I need my code to work both on Linux and Windows. I have a binary file which contains a text header with Date and Time information in it which I'd like to extract. An example of the extracted part (ie. how the information is saved in the txt header) is in the commented part of the code. The entire code is written in Python so I'd like to have this extraction also done in Python. In Linux, I'd simply use subprocess and grep (ref):
import subprocess
hosts = subprocess.check_output("grep -E -a 'Date' /path/Bckgrnd.bip", shell=True)

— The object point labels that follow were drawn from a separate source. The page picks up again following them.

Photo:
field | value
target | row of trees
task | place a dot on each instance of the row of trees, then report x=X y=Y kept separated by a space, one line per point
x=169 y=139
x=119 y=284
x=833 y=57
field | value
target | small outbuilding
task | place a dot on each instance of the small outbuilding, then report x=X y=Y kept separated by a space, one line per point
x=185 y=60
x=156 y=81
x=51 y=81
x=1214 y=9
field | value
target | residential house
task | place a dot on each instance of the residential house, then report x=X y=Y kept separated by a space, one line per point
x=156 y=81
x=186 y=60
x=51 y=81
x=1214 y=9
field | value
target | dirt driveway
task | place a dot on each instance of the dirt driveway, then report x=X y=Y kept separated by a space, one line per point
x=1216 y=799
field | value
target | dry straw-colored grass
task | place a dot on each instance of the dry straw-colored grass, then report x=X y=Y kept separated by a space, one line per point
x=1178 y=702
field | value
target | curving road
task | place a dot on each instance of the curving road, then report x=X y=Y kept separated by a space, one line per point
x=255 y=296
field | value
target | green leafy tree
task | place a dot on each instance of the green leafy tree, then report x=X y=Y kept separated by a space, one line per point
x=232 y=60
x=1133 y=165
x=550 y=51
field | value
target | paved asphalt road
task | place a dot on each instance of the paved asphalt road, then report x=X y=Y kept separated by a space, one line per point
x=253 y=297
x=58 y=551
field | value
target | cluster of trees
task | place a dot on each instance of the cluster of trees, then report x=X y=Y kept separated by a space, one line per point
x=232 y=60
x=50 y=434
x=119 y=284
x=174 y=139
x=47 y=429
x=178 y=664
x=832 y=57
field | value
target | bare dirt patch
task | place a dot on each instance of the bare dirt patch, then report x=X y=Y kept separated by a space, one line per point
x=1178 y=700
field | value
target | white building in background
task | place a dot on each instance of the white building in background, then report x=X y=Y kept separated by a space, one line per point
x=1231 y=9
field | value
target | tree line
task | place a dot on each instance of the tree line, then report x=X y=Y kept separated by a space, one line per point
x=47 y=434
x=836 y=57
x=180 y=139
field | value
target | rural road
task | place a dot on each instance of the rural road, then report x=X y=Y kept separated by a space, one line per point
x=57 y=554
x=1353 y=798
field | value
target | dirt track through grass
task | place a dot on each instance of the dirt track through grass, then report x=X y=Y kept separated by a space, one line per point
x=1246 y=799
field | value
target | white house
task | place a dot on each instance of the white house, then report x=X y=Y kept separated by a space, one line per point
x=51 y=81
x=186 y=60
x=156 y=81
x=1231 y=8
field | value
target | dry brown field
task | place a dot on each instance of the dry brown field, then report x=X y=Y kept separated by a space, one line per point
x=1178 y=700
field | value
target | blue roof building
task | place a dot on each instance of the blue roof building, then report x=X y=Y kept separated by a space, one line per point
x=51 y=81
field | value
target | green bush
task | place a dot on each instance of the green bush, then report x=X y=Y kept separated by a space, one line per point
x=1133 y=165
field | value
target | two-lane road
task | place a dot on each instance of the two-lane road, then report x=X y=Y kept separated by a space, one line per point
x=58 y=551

sentence = hosts.decode('utf-8')
# '---------------------------- Date:09/09/2020 Time:11:26:19 ----------------------------\n Capture Time/Date:\t11:26:17 on 09/09/2020\n---------------------------- Date:09/09/2020 Time:11:26:19 ----------------------------\n'
date = sentence[sentence.index('Date:')+5:sentence.index('Date:')+13]
time = sentence[sentence.index('Time:')+5:sentence.index('Time:')+13]
print(date, time)
# 09/09/20 11:26:19
The problem is that this is going to fail on Windows. An alternative is to load the file in Python:
file_input = /path/Bckgrnd.bip
with open(file_input, 'rb') as f:
s = f.read()
print(s.find(b'Date'))
# 498
date = s[s.find(b'Date')+5:s.find(b'Date')+13].decode('utf-8')
time = s[s.find(b'Time')+5:s.find(b'Time')+13].decode('utf-8')
print(date, time)
That has one main issues. It has to read the entire file into memory and if the file is large, that is a problem. Is there a way how to go around the OS issues with grep? Is there an alternative to it in pure python without loading the entire binary?
Update:
Regarding speed -- I believe grep is faster than pure Python so having it there would make it not only memory-wise but also speed-wise better.
Notice that even grep is treating is as a binary (the -a tag as mentioned eg. here).